= Chōnaikai =

A chōnaikai (町内会) is a Japanese local community of citizens or a form of neighborhood association.

== History ==
Before the Meiji Restoration, more than 70,000 municipalities in Japan were small entities. The new centralized government viewed them as potential areas of unrest. Two waves of municipal mergers intended to weaken those entities. This resulted in chōnaikai, informal associations taking the place of former village or neighbourhood communities.

During World War II, these associations were involved in many points:
- Civil defense against bombing and ensuing fires
- Maintenance of roads and public buildings
- Supply of food and first aid gear

During the Occupation of Japan, the American provisional government forbade them. They were allowed only after the Treaty of San Francisco in 1951.

Nowadays, the chōnaikai are put forward again and are gathered in a nationwide chōnaikai federation (町内会連合会, chōnaikai rengōkai).

== Characteristics ==
A chōnaikai deals with five criteria:

=== Territory ===
The local government generally covers the same area. According to the evolution of the population, the chōnaikai may be divided.

=== Membership ===
The household is the basic member. Some sections may exist for women, children or elderly, taking part in the proper activities. Sometimes, a corporate membership is also allowed for financial issues.

=== Automatic membership ===
For a new household, membership is not mandatory, but gives access to a lot of facilities. Non-member households are somewhat ostracized from the community and are treated as strangers . People in rented rooms, typically students or young salary men, are said to be member of the household of the landowner. Because apartment tenants reside in the community temporarily, and the associations are geared toward homeowners and families, they are under no social pressure to join.

=== Activities ===
They attend a wide range:
- Security of the neighbourhood, especially during natural disasters
- Waste management,
- Aid to the elderly and disabled
- Cultural and sport activities, aiming at a better mutual understanding
- Funeral activities
  - When a member of the community dies, association members assist the bereaved family with funeral arrangements
- Assistance in case of a disaster
  - When a house is destroyed by fire or other means, association members provide the homeless family with shelter, food, clothing, and monetary donations to assist the family in replacing their home and other lost possessions.
  - When a disaster hits a region, associations in neighboring communities participate in assistance efforts.

===Kairanban (かいらんばん,回覧板) ===
A Kairanban is tool sometimes used by Chonaikai as part of "circular notice" systems.

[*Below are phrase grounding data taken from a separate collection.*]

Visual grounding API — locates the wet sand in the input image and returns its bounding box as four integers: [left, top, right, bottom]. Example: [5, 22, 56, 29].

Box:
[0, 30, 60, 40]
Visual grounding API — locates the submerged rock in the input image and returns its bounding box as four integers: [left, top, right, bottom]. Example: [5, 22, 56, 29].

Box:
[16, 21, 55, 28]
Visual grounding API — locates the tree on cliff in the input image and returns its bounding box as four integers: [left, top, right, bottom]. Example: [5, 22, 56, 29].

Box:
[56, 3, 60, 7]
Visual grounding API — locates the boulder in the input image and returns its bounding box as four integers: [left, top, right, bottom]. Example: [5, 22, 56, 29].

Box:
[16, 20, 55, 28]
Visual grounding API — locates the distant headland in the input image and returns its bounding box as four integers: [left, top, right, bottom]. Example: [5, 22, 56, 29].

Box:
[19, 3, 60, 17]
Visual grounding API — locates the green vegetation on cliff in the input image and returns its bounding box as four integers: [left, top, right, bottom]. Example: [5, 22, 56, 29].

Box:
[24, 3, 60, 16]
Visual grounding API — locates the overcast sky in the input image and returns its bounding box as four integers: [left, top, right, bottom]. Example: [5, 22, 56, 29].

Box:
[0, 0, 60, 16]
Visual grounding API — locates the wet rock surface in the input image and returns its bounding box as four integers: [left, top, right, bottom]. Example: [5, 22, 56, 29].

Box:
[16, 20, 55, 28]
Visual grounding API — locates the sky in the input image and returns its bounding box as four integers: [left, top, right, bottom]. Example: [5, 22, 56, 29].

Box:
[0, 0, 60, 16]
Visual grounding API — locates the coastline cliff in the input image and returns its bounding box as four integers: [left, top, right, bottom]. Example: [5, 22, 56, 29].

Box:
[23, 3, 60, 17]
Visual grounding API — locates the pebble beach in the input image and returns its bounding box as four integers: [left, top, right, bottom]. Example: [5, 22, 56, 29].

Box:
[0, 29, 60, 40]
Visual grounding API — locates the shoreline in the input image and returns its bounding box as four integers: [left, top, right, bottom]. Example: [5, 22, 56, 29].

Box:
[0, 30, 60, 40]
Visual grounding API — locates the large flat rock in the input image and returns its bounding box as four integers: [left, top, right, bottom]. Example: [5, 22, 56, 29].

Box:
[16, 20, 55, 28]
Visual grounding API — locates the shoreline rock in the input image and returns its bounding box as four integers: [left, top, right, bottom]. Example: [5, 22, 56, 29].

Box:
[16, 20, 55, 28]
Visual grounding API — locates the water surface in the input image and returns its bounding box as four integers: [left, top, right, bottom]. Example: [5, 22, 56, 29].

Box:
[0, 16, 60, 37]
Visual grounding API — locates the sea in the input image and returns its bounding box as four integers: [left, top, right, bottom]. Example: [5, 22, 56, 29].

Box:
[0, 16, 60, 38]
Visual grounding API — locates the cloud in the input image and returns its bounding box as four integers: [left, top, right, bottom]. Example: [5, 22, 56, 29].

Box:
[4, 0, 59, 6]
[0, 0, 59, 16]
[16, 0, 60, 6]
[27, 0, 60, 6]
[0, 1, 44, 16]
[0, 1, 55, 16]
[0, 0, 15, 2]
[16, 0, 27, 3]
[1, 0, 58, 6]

The kairanban is typically a folder or clipboard that is used to pass information from household to household. A log is kept inside the kairanban that residents sign to indicate they have reviewed the material before passing it to the next household.

=== Institutional part ===
Based in the same general area, the chōnaikai improves the municipality. It subsidizes modes of communication and can encourage local participation. But it can also exert influence in political issues, mobilizing the neighbourhood with petitions or demonstrations.